Pakai Kondom: “Aduh, Nggak Usah Deh

Adalah Maria (nama samaran). Di tahun 2014, Maria sedang kuliah tingkat akhir jurusan Perhotelan di sebuah perguruan tinggi swasta di Jakarta. Di tahun terakhir itu, ia diwajibkan mengambil praktik kerja.

Untuk itu, Maria memutuskan mengambil praktik kerja di Pulau Dewata. Banyaknya hotel tingkat internasional dan turis yang datang menjadi alasan utama Maria berani meninggalkan keluarga kecilnya di Jakarta. Meski ia merupakan anak satu-satunya, ayah dan ibu Maria tetap mendukung keputusan itu. Akhirnya, Maria memulai karir perhotelannya di Banyan Tree, Ungasan, Bali.

Di resor bintang lima itu, Maria bertemu dengan Putu (nama samaran), seorang pria asli Bali. Konon katanya, Putu naksir Maria duluan. Putu memang melancarkan jurus PDKT-nya dan akhirnya membuat Maria terpikat.

Singkat kata, Maria dan Putu berdua berpacaran. Ke mana-mana berdua. “Kerja bareng dan lain-lain. Ya… most likely we lived together gitu.”

Seiring berjalannya waktu, makin banyak kegiatan yang dilakukan bersama. Kedua keluarga mereka pun mengetahui hubungan ini. Meski berbeda keyakinan, kedua keluarga Maria-Putu tetap menyambut baik hubungan serius pertama bagi Maria ini.

Satu hal yang mereka tidak ketahui, Maria dan Putu juga berhubungan seks. Itu pun baru dimulai sekitar satu tahun setelah kami berpacaran.

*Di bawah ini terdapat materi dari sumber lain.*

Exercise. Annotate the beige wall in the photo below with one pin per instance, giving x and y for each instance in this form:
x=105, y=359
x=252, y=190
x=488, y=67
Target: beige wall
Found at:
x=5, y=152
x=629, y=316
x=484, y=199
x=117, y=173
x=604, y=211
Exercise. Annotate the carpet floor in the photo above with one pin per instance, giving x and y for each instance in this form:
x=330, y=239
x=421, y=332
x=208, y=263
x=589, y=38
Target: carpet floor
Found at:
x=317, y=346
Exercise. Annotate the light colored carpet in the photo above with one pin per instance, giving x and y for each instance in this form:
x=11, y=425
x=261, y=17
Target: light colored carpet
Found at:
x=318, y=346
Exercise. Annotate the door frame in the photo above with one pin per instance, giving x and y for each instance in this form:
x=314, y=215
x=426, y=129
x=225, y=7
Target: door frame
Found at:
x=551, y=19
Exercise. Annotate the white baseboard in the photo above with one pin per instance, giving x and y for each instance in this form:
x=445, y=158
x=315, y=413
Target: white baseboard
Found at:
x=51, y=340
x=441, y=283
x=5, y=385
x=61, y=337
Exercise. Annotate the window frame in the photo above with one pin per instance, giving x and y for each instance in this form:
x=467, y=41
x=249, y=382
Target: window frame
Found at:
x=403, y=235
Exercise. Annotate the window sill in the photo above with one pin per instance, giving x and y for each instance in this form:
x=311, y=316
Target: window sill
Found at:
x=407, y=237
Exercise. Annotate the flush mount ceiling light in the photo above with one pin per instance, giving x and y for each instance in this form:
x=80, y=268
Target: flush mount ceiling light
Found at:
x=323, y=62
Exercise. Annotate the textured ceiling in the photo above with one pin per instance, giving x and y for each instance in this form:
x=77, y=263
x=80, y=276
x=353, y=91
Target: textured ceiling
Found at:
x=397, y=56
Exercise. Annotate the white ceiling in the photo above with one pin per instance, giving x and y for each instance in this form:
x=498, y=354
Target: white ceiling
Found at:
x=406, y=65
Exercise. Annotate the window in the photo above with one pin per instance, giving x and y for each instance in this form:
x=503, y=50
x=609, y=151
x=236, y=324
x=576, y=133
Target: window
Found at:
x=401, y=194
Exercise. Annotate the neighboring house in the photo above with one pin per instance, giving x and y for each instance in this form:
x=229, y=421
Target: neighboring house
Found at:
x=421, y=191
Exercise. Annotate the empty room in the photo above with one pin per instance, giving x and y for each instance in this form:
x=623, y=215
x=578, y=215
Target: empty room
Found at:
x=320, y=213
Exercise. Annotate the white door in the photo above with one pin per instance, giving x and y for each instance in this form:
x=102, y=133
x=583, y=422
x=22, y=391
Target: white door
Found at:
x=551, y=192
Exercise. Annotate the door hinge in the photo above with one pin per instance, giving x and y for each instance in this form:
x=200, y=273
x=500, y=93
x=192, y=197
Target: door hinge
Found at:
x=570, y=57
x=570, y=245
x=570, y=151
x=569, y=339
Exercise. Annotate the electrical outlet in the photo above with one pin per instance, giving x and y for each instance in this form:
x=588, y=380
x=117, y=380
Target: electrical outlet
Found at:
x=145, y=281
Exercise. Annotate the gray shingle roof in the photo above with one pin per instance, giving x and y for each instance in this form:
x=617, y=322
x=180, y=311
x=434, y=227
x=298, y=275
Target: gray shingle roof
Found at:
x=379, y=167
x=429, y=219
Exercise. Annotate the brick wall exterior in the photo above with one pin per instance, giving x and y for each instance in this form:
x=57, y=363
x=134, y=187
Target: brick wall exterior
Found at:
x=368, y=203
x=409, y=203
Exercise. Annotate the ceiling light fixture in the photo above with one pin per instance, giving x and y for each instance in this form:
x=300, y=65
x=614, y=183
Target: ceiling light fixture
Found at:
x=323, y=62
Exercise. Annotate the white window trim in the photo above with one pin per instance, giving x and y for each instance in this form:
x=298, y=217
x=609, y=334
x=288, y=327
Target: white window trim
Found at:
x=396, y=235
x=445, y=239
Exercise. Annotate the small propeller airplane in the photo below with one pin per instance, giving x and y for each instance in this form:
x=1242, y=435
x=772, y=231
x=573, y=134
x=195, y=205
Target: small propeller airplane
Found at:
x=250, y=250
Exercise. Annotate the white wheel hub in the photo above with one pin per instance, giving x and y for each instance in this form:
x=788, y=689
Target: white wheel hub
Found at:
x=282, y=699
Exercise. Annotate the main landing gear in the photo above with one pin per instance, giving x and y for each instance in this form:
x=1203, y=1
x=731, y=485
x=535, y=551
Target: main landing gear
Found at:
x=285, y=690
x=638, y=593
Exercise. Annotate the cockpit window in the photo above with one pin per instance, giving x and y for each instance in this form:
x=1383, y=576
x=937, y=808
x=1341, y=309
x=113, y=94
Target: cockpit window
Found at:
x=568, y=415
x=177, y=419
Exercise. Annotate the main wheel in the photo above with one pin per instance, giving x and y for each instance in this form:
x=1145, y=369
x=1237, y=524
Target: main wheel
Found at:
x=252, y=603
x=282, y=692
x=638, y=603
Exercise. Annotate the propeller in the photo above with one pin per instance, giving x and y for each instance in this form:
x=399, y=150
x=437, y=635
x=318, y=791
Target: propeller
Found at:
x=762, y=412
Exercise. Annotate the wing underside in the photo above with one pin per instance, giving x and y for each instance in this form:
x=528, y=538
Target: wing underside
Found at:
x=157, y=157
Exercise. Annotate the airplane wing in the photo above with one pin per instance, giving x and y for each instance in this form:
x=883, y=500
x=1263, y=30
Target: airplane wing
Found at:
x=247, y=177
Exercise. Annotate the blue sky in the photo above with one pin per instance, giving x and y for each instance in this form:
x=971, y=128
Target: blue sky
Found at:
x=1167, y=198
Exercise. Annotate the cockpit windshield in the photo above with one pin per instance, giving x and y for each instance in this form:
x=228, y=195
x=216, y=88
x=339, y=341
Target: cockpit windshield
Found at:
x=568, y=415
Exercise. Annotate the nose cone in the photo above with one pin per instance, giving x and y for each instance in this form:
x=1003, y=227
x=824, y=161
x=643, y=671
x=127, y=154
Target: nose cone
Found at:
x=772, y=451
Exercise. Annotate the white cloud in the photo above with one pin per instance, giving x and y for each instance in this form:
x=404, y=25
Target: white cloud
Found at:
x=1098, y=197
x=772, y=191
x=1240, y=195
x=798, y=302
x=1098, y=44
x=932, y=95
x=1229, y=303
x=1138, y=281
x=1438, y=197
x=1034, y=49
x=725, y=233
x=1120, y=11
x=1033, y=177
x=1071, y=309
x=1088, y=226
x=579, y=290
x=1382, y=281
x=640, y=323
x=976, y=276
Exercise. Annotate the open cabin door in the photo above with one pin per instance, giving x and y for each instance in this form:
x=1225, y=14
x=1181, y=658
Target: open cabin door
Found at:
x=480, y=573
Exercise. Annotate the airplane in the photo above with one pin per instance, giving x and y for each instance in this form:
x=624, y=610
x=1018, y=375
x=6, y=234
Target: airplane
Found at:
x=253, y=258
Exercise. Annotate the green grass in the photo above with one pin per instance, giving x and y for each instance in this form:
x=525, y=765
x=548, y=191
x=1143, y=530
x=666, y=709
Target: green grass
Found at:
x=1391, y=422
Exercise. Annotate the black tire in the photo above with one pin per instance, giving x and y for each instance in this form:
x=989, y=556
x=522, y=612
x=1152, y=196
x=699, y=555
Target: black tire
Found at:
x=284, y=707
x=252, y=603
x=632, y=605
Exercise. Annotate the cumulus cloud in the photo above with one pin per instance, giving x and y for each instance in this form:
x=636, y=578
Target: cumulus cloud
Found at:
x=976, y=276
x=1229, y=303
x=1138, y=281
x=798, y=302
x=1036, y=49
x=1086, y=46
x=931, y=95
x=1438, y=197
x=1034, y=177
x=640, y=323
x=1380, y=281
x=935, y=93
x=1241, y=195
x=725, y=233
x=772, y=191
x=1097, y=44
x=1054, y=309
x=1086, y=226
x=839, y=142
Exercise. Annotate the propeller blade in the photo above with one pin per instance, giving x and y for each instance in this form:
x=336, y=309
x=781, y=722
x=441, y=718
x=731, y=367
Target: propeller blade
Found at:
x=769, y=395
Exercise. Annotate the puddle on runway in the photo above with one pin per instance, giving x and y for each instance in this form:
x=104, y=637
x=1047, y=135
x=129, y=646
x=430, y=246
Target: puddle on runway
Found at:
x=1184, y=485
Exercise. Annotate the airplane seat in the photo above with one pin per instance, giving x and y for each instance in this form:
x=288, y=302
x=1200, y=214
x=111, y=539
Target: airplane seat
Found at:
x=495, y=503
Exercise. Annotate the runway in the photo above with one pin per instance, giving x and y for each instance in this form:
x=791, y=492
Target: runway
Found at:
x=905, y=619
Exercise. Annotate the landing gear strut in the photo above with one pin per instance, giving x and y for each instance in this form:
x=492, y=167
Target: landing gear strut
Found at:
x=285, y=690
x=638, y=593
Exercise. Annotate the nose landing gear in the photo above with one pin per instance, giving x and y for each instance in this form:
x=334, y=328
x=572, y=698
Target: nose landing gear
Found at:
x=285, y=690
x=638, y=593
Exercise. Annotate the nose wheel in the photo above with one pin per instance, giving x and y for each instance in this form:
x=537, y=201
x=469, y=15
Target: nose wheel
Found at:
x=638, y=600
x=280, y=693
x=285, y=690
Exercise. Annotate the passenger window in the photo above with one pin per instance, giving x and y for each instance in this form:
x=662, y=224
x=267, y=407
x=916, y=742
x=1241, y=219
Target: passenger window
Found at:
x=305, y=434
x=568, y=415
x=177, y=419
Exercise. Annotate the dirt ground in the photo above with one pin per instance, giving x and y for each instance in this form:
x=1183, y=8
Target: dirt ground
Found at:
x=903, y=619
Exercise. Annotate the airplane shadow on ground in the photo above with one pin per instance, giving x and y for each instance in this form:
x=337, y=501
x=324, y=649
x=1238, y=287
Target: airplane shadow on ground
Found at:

Kos Maria menjadi tempat di mana mereka biasa melakukan hubungan itu.

Awalnya, mereka sempat menggunakan kondom untuk “bermain aman”. Namun rasanya tidak nyaman sehingga akhirnya mereka memutuskan tak menggunakan “pengaman” apapun. Kebetulan, Maria selalu teratur datang bulan. Kalender itu lah yang menjadi andalan mereka berdua untuk berhubungan seks.

Untuk mendapatkan “keamanan ekstra”, Maria bercerita kalau ia sempat terpikir menggunakan KB. “Either taking pills atau injection. Yang jelas, spiral enggak. Tapi Putu kemudian bilang, ‘Gue enggak mau lo ngerusak badan lo dengan kayak gitu untuk, for the sake of pleasure. Mending depending ke kalender aja’.” Maria akhirnya mengurungkan niat tersebut.

Mengingat mereka rutin berhubungan, Maria juga rutin mengecek kondisi tubuhnya dengan test pack. Putu selalu ada di samping Maria untuk melihat hasil test pack tersebut. Untungnya, hasil test pack selalu negatif.

Namun di bulan Maret 2016, Maria sadar bahwa tamu yang biasanya datang rutin itu belum juga tiba. Putu langsung mengajak Maria membeli test pack dan mengeceknya bersama. Betul saja, pagi itu, test pack yang ia gunakan menunjukkan garis dua alias positif hamil.

“Otomatis ekspresi yang pertama came out dari gue adalah gue nangis. Karena, honestly, bingung what to do.”

Putu yang berada di sampingnya berusaha menenangkan Maria sembari bertanya langkah apa yang baiknya mereka ambil. Maria yang tak pantang menyerah pun ingin melakukan test pack sekali lagi. Ternyata, garis dua tersebut tak berubah.

Meski diawali dengan tangisan, Maria tetap bersyukur akan kemunculan garis dua tersebut. “Di sisi lain, gue ngerasa happy karena, kok gue sehat, ya? Bisa kayak gini [hamil],” kata Maria yang kini berusia 26 tahun. Ditambah lagi, Putu pun sudah menegaskan bahwa ia tak akan meninggalkan Maria. Janji Putu itu membuat Maria makin bersyukur akan keadaannya tiga tahun lalu.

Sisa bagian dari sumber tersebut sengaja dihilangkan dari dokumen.